Líder do governo regional ignora medidas de austeridade
Jardim usa sete milhões de empresa pública falida para construir campo de golfe
O governo regional da Madeira, através
de deliberação ontem publicada no Jornal Oficial, autorizou a
transferência de sete milhões de euros, da Sociedade de Desenvolvimento
do Porto Santo (SDPS) para a da Zona Oeste, com o fim de financiar a
obra do Campo de Golfe da Ponta do Pargo, incluída no plano de
investimento desta sociedade anónima de capitais exclusivamente
públicos.
Nick Faldo, ex-jogador de golfe, projecta campo para a Madeira
(Foto: Kevin Coombs/Reuters) Ignorando as novas medidas de austeridade
integradas no acordo com a troika que põe travão a investimentos em
obras públicas sem viabilidade, a Resolução n.º 555/2011 assinada por
Alberto João Jardim releva "o carácter estruturante da obra" do novo
campo de golfe, adiantando que "tem enquadramento no Plano de
Desenvolvimento Económico e Social da Região Autónoma da Madeira para o
período 2007-2013". E, ao justificar a transferência entre as duas
entidades societárias - cujo capital é detido em mais de 90 por cento
pelo governo regional, ficando o remanescente para os respectivos
municípios -, reconhece "as dificuldades que actualmente se colocam na
obtenção de financiamento junto da banca".
A transferência da
verba - parte não utilizada de um empréstimo contraído em 2007, com o
aval do governo regional envolvendo o Banco EFISA (do grupo BPN) e a
Banca OPI - foi possível, frisa a resolução, devido à "conjuntura
económica que obrigou à revisão do plano de actividades da SDPS" -
também proprietária de um campo de golfe, e ao cancelamento de algumas
obras anteriormente previstas.
Concebido pela empresa inglesa
Nickfaldo Design, do conhecido ex-golfista britânico Nick Faldo, o campo
de 18 buracos está a ser implantado em terrenos expropriados pelo
governo regional que considerou o investimento como potenciador do
desenvolvimento da freguesia sem quaisquer infra-estruturas turísticas.
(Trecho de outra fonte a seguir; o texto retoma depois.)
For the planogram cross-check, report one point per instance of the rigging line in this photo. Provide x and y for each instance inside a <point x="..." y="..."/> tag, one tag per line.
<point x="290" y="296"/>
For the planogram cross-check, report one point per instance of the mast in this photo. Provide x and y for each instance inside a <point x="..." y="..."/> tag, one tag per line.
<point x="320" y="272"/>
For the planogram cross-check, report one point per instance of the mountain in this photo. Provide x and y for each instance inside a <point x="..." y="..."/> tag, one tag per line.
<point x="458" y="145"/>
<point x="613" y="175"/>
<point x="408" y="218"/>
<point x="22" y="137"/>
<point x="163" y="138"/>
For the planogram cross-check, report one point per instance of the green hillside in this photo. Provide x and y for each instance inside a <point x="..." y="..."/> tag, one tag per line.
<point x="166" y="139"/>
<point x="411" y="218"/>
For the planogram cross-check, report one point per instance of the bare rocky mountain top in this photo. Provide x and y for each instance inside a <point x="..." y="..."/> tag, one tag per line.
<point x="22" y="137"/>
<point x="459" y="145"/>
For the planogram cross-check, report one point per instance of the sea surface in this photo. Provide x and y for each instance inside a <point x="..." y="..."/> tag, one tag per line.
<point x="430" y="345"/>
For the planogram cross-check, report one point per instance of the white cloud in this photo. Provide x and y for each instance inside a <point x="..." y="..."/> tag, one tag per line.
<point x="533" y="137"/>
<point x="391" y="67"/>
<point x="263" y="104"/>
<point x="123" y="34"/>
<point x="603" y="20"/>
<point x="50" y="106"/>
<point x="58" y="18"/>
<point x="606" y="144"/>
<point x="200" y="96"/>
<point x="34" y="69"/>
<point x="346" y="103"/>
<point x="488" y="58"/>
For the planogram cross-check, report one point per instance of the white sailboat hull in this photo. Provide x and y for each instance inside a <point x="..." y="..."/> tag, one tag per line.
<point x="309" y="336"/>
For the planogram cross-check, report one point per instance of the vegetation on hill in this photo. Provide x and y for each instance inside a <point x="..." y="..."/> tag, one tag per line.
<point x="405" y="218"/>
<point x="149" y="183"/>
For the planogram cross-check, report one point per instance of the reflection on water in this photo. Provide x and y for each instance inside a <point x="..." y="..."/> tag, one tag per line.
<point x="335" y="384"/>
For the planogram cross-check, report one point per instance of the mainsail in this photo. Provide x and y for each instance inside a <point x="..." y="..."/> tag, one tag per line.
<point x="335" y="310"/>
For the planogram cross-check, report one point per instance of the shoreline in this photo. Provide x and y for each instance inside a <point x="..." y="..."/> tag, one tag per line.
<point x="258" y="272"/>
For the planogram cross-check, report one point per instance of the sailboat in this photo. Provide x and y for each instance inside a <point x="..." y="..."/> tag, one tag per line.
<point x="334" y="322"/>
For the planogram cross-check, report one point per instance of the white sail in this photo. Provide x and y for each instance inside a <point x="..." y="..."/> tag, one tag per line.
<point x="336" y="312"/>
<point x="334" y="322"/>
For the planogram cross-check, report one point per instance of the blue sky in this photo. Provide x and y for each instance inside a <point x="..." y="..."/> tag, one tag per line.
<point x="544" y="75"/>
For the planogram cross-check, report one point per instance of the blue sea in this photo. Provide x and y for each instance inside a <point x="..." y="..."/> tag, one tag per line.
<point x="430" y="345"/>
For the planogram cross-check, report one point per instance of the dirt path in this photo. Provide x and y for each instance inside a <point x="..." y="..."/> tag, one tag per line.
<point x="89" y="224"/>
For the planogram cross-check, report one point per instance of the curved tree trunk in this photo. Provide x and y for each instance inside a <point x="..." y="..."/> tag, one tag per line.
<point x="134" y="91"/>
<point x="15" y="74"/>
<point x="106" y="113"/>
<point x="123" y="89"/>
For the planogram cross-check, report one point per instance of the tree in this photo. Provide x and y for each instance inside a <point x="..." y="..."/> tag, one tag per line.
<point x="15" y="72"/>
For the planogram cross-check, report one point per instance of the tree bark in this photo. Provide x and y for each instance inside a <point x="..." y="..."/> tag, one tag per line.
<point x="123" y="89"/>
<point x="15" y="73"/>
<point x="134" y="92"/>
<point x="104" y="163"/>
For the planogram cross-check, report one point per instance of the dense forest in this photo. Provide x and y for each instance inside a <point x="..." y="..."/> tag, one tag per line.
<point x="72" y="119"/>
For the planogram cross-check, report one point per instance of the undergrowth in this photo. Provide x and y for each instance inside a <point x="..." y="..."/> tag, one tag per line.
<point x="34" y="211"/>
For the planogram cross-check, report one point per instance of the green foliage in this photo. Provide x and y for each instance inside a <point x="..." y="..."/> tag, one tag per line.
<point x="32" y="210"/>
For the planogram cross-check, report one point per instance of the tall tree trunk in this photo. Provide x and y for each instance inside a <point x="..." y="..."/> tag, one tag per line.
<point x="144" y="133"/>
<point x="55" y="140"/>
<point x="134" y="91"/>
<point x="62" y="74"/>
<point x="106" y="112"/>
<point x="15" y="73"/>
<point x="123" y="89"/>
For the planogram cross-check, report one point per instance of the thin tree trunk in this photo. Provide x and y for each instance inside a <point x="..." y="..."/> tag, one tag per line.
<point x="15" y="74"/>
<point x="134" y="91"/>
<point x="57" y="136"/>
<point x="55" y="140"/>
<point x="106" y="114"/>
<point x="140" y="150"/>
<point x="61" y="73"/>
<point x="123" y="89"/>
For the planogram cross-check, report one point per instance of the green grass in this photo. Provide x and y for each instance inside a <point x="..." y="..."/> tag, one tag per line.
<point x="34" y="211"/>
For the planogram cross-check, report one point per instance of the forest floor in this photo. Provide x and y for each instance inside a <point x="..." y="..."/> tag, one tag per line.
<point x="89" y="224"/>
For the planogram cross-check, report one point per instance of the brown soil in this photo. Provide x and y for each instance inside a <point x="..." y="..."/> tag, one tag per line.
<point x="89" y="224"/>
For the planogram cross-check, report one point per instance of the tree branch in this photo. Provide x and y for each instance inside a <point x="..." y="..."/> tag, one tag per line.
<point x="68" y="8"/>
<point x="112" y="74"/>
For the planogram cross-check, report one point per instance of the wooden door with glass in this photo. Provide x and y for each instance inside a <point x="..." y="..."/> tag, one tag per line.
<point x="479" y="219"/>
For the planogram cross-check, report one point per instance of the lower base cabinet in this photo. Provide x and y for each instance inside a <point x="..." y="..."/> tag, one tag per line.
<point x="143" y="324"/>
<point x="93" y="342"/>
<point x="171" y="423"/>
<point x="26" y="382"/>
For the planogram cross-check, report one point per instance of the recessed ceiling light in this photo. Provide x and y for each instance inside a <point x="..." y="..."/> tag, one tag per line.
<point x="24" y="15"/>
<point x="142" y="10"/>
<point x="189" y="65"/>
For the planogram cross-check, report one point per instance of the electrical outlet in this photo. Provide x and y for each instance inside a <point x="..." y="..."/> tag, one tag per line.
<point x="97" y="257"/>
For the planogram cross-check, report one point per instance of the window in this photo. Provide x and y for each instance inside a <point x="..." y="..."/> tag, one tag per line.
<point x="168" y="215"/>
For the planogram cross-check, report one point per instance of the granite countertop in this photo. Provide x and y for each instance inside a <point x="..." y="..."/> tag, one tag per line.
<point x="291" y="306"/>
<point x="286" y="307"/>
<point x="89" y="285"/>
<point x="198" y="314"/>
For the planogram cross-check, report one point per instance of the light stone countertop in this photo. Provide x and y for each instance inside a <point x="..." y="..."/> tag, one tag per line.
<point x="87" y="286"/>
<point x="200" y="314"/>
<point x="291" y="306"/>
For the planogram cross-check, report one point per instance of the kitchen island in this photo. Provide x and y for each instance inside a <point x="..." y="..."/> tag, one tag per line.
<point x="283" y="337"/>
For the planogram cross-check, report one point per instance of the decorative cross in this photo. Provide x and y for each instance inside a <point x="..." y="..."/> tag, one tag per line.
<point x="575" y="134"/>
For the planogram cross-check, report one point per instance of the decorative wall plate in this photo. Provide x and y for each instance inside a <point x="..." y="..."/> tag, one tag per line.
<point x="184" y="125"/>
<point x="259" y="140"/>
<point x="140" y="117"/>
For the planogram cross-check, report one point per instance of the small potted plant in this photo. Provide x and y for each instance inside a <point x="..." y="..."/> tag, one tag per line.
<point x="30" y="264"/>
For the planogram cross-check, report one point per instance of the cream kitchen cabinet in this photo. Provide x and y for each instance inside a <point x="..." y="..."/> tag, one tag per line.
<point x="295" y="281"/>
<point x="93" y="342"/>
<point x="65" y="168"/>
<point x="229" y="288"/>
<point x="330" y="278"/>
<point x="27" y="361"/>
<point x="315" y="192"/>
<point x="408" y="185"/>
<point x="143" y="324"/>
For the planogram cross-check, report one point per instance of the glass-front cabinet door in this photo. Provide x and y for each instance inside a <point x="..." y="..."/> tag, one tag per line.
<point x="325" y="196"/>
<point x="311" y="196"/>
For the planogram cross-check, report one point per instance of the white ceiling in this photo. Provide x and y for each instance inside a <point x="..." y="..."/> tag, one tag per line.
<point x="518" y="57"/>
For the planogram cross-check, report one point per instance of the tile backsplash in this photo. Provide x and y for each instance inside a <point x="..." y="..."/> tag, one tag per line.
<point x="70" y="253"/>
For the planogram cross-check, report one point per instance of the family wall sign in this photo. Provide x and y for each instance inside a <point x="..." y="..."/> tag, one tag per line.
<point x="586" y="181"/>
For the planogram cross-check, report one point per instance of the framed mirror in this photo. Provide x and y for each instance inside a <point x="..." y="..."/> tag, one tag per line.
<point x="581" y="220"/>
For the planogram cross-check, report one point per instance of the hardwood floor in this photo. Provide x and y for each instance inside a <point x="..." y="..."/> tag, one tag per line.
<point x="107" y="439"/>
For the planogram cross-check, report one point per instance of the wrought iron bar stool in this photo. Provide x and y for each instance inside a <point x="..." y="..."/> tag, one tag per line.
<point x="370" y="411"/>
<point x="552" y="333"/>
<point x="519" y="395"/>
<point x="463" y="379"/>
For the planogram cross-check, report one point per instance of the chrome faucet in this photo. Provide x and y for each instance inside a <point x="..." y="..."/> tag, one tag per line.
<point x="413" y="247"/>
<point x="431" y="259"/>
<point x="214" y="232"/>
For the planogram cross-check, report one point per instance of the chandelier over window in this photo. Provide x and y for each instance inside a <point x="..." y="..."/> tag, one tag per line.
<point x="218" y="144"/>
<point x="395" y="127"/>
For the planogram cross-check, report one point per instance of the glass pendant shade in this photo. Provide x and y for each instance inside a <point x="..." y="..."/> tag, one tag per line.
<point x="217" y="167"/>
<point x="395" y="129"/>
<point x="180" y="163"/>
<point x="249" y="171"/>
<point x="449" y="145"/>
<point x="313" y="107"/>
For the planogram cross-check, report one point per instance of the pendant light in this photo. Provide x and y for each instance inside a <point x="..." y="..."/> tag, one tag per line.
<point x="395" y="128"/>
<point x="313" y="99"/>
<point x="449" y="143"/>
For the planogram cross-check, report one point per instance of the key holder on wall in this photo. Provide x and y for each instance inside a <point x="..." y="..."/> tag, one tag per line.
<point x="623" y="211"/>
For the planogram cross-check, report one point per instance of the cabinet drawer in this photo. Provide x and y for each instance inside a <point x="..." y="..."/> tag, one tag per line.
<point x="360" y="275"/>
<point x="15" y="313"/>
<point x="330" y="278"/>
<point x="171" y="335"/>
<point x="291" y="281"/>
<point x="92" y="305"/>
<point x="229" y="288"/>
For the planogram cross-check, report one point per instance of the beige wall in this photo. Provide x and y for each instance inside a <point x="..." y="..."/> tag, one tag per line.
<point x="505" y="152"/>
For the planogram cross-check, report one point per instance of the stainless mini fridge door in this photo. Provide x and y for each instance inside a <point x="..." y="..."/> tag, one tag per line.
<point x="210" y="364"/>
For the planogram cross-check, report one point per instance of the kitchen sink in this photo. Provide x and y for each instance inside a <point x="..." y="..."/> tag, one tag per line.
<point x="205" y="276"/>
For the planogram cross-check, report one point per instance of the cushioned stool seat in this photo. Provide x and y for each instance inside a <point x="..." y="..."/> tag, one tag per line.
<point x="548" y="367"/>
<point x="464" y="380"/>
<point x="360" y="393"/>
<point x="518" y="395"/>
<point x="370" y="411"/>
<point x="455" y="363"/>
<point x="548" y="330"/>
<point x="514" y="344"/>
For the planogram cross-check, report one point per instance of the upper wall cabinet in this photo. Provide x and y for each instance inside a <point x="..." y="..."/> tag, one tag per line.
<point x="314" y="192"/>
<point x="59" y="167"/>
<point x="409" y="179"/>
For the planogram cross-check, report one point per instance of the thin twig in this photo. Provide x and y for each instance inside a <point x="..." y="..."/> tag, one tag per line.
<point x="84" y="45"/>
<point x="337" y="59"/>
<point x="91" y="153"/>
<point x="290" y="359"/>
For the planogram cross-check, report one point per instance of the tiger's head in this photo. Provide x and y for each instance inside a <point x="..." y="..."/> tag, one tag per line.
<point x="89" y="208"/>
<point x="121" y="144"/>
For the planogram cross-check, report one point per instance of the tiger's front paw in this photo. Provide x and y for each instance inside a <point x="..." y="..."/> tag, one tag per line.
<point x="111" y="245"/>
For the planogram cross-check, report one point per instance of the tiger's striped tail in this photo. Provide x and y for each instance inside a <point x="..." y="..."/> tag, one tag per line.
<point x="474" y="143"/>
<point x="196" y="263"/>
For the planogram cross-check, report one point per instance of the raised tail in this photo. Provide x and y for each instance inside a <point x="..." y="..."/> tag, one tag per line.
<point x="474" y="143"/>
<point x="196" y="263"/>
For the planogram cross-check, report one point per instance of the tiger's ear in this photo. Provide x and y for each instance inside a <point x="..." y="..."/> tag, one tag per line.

O
polémico processo de aquisição dos terrenos agrícolas, compreendendo
uma área de 80 hectares, teve um custo superior a seis milhões de euros e
foi contestado pela população local que reivindicava o investimento em
equipamentos de maior interesse público. Mas, após algum impasse que
motivou alguma especulação quanto à construção da infra-estrutura e sua
viabilidade económica face às contingências financeiras que a região
atravessa, o presidente da sociedade pública promotora, Paulo Sousa,
garantiu que "nunca se equacionou a interrupção".
Apesar das
expectativas criadas quanto ao seu sucesso, fortemente dependente das
receitas a obter com a comercialização dos projectos imobiliários
associados, as sociedades de desenvolvimento "apresentam níveis de
exploração e resultados preocupantes, cuja continuidade põe em causa a
sustentabilidade económico-financeira dos respectivos investimentos e a
própria continuidade das empresas", concluiu em 2008 o Tribunal de
Contas, numa auditoria ao financiamento das sociedades, orientada para a
análise do volume de endividamento contraído e para a análise da
capacidade dessas empresas satisfazerem o correspondente serviço da
dívida. Um dos casos de insucesso mais criticados pela oposição é o da
marina do Lugar de Baixo, em que Jardim já investiu mais de 70 milhões,
mas está inoperacional.
Para saldar os compromissos imediatos
assumidos com a banca, o governo regional, por resoluções publicadas no
Jornal Oficial a 19 de Abril, concedeu a três sociedades uma
comparticipação financeira de 4,5 milhões de euros. Em 2007, para
colmatar insuficiências financeiras destas empresas públicas, o governo
procurou financiá-las através da assinatura de diversos contratos anuais
de alegada "prestação de serviços inerentes à disponibilização de
espaços infra-estruturados de acesso público, gratuito e limitado". Por
considerar ilegais, o Tribunal de Contas recusou o visto desses
contratos que, com vigência variável entre os 4 e os 15 anos,
sucessivamente renováveis, permitiria a Jardim transferir anualmente
para as quatro sociedades (Metropolitana, Porto Santo, Ponta Oeste e do
Norte) um total de 6,95 milhões de euros, sem IVA.